Despite her 26 years, Spraggan is a seasoned performer. As a child, Spraggan was a “naughty” kid, playing hijinks to get attention — like singing a Christmas song with mild swear words in front of the class as a five-year-old. In her early adolescence, Spraggan began writing poetry, coupling together observations of the world around her. Once her older brother started playing guitar, Spraggan, too, picked up the instrument (with the hope of eventually schooling him in the craft) and put her rhymes to music. She’d perform songs about teachers she didn’t like, classmates. “I was a bit naughty and I realized that writing these songs was a bit of an outlet to get the attention but not get in so much trouble,” Spraggan says.
By 12-years-old, she was performing live — both music and magic, another skill she picked up as a tween. Spraggan’s mother would often do her children’s bidding, frequently culling people back to the home from the pub and encouraging Spraggan to perform magic, her brother to play guitar. One such group of visitors booked Spraggan to perform magic at brand events.
But it was the pub lifestyle where Spraggan thrived — and found fodder for her songs. In addition to her bevy of odd jobs — as a plumber’s apprentice, in demolition (a stint that resulted in a broken leg) — Spraggan frequently worked and performed in bars.
Frequent travel and communal situations are key to her inspiration. Songs like “Mountains,” which details a conversation between Spraggan and an older woman at a train station who ventured the world, capture everyday intimacies and spins them into whimsical affirmations of hope.

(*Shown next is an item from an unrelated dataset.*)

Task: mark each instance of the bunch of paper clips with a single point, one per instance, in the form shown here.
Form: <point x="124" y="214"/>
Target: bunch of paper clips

This accessible folk pop with an alternative edge is something you’d hear on Top 40 radio with the likes of Ed Sheeran or, if it were a decade prior, Kate Nash. Rife with sprightly acoustic guitar and moving piano lines, Spraggan’s catalogue has wide appeal. With an eye for minute moments and a knack for wordplay in the vein of Courtney Barnett, Spraggan employs a keen observational style in her lyrics, a talent that’s earned her four UK Top 40 albums and multiple tours across the UK and Europe already.